Good day for a funeral

A traditional funeral in many cultures comprise three stages: the visitation, the funeral service and the committal service.

The visitation is when distant family and friends visit the close family to offer condolences and support. More importantly, it's a time to pay respects to the deceased.

The funeral itself is traditionally a religious service led by a priest or some other officiant.

The committal is also traditionally a religious service at a cemetery, which ends when the coffin is lowered into the ground. For a cremation, the committal may be the latter part of the funeral service when the coffin is moved away for cremation.

With respect to this final stage, this page looks at the most Rokuyo-appropriate day for having a funeral, and also which day to avoid.

Before we start, we're talking about good days for a funeral, not death itself. Rokuyo has no part to play in the timing of death. In special cases, death can be scheduled; for example when the life-support equipment or medication is withdrawn from a terminally ill patient, or for prisoner execution, murder or suicide. But Rokuyo is not known to be used for such scheduling.

For funerals, however, a ceremony on Butsumetsu may give the bereaved a little extra comfort. And if Butsumetsu is a 'good' day for a funeral, what is a 'bad' day?

Well, Tomobiki has been traditionally considered unsuitable. The English translation of Tomobiki is "pulling a friend", and the last thing wanted at a funeral is for the spirit of the deceased to pull their friend into the next world, at least not just yet.

In the past, crematoria staff were sure of a nice day off every Tomobiki due to lack of business. But times have changed. The rapid increase in the number of babies in Japan after the middle of the 20th century has meant a rapid increase in the number of deaths in the early 21st century.

There were twice as many deaths in 2022 than a decade earlier and the numbers are projected to rise further. (The peak in 2022 is attributed to the Covid-19 pandemic.)

Now might be a good time to buy stock in the funeral industry and companies who make refrigerators for storing corpses. But that's of little comfort to grieving relatives who have to wait too many days, or weeks, before they can say their final farewells at a dignified funeral.

One way to alleviate the wait is to opt for a funeral on Tomobiki.

For such funerals, folklore tells of a doll placed in the coffin so that it, and not a friend, is dragged to the next life.

That's 100% codswallop, of course.

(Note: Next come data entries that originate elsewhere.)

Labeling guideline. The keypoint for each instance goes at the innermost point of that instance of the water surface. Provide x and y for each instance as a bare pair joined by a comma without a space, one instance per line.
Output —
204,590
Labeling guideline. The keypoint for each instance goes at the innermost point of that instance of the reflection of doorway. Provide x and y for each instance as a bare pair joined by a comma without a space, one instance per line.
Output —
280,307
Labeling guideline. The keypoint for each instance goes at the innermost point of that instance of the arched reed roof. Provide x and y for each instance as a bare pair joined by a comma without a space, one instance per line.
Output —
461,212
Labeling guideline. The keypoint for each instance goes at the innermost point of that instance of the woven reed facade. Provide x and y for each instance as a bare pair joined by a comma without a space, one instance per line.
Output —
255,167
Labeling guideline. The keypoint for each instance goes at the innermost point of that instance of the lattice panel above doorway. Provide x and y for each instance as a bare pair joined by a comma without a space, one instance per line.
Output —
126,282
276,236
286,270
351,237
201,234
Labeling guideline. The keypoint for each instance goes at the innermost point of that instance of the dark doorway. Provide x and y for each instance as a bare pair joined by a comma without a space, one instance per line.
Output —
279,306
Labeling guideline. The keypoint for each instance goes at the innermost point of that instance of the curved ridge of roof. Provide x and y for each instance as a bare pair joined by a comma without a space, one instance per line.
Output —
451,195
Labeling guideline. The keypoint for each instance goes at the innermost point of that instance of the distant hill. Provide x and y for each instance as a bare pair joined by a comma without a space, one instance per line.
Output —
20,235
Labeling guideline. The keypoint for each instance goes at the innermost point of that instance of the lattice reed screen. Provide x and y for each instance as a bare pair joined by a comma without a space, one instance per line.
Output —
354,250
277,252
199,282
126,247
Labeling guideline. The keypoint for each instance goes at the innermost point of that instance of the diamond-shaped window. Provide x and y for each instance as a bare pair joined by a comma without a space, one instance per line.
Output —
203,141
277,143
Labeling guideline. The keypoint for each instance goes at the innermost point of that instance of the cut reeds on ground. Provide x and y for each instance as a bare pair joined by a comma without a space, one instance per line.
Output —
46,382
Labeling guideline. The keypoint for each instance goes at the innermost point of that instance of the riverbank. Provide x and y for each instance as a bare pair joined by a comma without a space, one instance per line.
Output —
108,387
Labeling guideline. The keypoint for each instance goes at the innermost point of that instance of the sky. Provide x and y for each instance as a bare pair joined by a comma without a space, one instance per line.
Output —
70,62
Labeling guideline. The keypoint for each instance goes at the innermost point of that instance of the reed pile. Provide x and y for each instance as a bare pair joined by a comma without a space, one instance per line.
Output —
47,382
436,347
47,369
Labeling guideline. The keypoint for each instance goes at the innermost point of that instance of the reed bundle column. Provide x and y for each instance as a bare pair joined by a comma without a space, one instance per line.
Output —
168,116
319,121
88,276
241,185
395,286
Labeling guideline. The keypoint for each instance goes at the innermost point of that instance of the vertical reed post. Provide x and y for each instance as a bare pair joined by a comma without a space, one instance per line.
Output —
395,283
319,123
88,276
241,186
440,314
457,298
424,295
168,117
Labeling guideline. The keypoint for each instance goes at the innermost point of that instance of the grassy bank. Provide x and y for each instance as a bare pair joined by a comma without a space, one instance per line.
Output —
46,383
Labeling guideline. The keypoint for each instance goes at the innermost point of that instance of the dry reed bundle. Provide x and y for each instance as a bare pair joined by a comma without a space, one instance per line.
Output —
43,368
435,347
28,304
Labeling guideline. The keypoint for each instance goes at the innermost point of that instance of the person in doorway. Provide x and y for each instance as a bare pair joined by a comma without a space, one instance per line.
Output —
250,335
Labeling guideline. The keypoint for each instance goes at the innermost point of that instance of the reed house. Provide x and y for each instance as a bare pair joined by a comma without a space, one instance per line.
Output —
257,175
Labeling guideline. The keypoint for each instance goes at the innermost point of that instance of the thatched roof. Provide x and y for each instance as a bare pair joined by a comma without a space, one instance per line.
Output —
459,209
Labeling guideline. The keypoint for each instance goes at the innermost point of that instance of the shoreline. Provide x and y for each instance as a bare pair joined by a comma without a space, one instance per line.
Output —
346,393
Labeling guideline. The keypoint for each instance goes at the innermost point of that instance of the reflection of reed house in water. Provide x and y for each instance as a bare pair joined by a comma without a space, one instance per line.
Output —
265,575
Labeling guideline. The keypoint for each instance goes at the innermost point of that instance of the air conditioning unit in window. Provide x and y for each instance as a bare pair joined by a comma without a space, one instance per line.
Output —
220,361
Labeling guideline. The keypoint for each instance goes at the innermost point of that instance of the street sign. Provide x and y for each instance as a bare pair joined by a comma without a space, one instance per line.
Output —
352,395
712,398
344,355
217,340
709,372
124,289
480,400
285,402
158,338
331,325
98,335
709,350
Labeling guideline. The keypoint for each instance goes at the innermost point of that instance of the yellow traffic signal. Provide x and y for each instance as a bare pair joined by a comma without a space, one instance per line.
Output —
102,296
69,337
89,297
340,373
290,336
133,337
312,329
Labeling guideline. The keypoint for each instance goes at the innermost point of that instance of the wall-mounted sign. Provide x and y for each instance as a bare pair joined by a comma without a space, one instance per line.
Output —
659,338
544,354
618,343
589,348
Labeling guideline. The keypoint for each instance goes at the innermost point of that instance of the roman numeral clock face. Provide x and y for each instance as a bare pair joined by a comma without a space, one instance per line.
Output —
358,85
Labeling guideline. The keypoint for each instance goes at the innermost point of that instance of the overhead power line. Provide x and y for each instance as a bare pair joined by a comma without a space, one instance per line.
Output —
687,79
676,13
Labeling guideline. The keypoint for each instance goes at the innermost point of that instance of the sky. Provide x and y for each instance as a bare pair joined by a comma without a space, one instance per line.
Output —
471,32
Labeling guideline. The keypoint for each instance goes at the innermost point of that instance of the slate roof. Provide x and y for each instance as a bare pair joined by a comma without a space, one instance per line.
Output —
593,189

If a supernatural entity could be powerful enough to pull somebody into death, then it should also be able to differentiate between a doll and a human corpse.

This page's author has attended a Japanese funeral on a Tomobiki day and can confirm that the family didn't consider Rokuyo at all; neither did any particular bad luck follow the event. No doll was placed in the coffin and the funeral proceeded with decorum.

As with most deaths, no emotional capacity remained to consider superstitions.

One would assume there's no place for superstition when scheduling death.

However, Britain and her colonies retained the Murder Act of 1752 until capital punishment was abolished in the 20th century. This Act specified that execution couldn't take place on a Sunday.

The US has a similarly hypocritical custom of not scheduling executions between sundown Friday and sundown Sunday to avoid both the Jewish Shabbat and Christian Sabbath.